Most left-handers don’t hit Young with the same rate of success that Ethier does. Lefty hitters are hitting just .223 against Young in a career sampling of 1,420 at-bats. The only active starting right-handed pitchers with better success against lefty hitters are Diamondbacks starter Ian Kennedy (.218) and Giants ace Tim Lincecum (.222).

Left-handed hitters are 5-for-48 with 16 strikeouts against Young this season., a .104 opponents batting average. The Phillies loaded their lineup with batters who hit left-handed against Young on Sunday Night Baseball last week, but they were a combined 1-for-17, with 0-fors from among others, Jimmy Rollins, Shane Victorino and Ryan Howard.

Sunday vs. R.A. Dickey

.500 BA, 2 AB

If Ethier survives to Sunday, he’ll see a pitch with which he has not had a lot of familiarity over the last two seasons, the knuckleball.

Dickey and Ethier met last July 25 and it was a fastball on which Ethier got one of the two hits the Dodgers mustered that day through 5 2/3 innings of facing him. In Ethier’s other turn, a Dickey knuckleball yielded a ground-ball double play.

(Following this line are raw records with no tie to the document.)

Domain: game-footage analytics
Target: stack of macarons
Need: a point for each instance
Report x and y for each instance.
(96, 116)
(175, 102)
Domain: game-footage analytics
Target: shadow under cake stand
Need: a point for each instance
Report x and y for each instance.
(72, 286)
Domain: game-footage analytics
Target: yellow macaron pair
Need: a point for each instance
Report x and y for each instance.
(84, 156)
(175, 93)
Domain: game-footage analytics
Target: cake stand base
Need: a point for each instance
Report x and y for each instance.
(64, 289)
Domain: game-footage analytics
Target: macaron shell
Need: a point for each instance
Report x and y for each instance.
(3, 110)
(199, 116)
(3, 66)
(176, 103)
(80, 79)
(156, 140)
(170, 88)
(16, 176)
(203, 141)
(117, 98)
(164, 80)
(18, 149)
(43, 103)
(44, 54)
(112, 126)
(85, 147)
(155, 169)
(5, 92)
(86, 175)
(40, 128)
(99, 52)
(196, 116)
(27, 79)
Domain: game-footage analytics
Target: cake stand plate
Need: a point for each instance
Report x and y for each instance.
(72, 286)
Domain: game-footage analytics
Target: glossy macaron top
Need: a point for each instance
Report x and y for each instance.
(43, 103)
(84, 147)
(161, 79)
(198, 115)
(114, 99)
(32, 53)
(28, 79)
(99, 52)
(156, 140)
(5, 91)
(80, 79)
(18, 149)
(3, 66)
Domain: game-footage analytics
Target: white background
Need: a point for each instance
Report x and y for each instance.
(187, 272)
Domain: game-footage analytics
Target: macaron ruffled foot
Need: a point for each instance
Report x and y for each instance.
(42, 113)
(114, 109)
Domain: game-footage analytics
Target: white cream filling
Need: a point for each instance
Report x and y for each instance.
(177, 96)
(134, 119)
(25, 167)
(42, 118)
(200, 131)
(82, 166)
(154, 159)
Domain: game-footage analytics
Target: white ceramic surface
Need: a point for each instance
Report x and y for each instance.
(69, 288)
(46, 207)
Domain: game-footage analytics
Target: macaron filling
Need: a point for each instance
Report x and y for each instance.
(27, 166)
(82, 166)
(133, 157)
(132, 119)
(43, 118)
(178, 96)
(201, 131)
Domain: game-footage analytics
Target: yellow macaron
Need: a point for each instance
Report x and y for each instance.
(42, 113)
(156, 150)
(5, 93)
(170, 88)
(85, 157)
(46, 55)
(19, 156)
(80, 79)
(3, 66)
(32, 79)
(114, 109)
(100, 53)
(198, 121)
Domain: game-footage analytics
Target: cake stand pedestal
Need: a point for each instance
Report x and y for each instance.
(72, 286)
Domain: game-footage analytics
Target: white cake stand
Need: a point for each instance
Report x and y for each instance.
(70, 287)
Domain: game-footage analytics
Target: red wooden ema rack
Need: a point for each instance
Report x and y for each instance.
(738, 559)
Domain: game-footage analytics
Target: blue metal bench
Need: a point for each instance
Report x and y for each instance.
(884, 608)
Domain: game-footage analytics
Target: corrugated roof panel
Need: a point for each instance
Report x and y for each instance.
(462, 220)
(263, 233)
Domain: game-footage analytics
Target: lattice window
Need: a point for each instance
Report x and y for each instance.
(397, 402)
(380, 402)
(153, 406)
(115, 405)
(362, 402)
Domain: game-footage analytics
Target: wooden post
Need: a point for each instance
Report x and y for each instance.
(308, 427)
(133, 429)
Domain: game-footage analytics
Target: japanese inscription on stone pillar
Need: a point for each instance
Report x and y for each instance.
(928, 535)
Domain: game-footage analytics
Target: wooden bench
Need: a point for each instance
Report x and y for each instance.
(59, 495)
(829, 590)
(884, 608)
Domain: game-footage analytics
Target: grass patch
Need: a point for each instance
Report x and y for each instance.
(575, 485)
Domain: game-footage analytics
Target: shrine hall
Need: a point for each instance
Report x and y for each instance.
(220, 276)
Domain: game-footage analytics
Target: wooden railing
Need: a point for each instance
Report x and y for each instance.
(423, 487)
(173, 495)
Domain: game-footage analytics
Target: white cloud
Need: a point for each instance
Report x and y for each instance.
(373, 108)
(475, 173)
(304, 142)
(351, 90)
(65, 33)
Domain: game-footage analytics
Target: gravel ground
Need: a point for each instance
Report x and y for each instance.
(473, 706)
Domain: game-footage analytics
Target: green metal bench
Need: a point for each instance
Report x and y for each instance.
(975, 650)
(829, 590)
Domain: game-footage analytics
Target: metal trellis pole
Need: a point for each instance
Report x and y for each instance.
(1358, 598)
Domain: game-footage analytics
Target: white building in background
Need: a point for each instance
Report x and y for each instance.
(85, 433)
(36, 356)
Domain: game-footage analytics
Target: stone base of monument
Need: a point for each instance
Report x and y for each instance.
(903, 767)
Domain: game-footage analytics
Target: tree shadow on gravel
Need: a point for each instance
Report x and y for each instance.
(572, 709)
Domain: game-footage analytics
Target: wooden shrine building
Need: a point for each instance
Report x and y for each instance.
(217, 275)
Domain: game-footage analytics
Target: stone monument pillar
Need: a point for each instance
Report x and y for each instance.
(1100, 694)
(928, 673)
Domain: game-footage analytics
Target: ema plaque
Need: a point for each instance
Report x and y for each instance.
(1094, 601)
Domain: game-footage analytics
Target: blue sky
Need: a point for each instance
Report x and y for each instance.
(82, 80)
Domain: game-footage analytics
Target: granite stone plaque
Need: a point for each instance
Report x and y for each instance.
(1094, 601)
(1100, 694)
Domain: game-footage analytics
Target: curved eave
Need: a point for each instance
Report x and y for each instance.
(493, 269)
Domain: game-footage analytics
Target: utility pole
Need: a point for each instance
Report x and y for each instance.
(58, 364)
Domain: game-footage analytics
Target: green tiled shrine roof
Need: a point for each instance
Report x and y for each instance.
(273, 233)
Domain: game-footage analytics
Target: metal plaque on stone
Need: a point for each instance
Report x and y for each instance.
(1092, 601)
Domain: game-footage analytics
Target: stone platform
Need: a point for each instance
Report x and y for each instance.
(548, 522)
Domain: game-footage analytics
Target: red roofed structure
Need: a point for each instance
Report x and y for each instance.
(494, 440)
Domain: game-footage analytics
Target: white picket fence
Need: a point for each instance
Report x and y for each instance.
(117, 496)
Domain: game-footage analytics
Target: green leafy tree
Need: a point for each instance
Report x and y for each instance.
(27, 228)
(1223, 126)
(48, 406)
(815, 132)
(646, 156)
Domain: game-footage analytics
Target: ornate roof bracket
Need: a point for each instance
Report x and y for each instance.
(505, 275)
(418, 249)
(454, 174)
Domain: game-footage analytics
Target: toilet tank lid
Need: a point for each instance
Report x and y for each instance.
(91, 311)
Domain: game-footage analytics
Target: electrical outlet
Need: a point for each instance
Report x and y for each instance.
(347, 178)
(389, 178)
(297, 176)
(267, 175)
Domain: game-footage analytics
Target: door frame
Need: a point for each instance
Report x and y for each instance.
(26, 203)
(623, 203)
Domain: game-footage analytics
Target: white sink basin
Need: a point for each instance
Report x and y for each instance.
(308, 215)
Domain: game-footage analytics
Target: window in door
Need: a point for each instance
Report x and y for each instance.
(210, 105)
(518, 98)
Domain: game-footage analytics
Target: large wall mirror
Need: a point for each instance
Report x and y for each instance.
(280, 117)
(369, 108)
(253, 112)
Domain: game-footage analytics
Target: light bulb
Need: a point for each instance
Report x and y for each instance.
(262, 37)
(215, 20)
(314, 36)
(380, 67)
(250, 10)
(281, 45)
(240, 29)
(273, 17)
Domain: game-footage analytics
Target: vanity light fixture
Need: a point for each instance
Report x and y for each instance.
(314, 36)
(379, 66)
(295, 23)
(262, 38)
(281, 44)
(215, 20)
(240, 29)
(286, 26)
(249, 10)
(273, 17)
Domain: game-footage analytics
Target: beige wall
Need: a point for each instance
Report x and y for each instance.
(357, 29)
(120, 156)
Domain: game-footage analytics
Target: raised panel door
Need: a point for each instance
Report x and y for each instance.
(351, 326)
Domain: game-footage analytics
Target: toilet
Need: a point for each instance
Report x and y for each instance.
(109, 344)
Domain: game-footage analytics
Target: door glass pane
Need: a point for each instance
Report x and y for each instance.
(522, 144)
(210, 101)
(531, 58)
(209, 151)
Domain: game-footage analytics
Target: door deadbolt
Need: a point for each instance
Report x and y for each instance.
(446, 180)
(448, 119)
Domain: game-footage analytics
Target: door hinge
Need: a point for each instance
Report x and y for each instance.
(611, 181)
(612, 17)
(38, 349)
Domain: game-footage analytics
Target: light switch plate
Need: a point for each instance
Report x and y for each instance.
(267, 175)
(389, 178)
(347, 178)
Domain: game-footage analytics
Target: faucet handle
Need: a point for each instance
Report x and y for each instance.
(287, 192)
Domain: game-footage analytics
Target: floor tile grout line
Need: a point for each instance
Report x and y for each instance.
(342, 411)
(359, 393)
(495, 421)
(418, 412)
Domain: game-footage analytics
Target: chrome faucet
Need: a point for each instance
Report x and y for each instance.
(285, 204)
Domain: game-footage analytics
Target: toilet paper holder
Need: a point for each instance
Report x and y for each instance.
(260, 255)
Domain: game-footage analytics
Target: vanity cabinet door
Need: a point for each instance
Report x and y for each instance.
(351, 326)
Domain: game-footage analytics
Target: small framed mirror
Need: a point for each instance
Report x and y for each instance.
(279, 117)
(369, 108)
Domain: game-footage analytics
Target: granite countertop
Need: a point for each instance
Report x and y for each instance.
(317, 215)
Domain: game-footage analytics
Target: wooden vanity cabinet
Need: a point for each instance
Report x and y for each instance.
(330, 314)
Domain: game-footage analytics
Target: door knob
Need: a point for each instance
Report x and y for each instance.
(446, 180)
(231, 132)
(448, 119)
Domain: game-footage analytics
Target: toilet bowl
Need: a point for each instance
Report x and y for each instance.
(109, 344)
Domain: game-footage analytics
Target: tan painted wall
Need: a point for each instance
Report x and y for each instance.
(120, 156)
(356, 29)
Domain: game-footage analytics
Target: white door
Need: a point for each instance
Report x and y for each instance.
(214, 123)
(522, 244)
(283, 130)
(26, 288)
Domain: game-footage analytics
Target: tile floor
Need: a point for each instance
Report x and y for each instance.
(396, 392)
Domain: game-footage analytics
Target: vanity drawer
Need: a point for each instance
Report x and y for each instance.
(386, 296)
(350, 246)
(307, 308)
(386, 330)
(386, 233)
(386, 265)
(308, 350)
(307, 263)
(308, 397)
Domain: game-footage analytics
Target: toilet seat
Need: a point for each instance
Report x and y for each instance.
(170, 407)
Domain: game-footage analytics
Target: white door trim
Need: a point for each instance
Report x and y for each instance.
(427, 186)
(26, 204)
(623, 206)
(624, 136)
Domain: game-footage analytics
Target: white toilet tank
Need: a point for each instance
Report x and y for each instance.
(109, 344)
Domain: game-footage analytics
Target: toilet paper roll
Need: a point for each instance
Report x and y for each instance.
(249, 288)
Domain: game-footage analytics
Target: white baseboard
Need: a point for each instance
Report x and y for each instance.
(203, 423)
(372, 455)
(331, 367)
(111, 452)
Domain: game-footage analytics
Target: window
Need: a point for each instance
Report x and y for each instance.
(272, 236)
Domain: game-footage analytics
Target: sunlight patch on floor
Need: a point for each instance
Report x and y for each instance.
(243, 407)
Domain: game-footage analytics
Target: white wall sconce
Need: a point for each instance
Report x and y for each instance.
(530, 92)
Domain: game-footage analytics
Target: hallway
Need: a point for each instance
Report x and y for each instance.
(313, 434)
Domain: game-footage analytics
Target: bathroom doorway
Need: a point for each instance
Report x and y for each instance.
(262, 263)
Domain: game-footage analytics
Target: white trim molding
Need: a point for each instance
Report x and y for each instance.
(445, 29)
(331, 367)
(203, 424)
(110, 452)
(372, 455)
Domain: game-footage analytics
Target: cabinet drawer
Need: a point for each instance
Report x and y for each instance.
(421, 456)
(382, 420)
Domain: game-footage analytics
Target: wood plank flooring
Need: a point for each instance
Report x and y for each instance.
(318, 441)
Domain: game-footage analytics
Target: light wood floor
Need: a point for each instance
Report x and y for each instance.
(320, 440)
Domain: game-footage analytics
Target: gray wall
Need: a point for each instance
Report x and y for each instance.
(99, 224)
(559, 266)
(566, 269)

According to our video review data, Ethier has seen 15 knuckleballs since the start of the 2009 season. He’s swung at 10 of those pitches, missing four of them (including once when he was struck out by Tim Wakefield) and putting five into play.

Whoever figures to be the Mets second baseman on Sunday should come prepared. Of the five times that Ethier has put a knuckler into play, four of those balls have been hit right to the spot where a second baseman would normally play. His next hit against a knuckleball will be his first since 2009.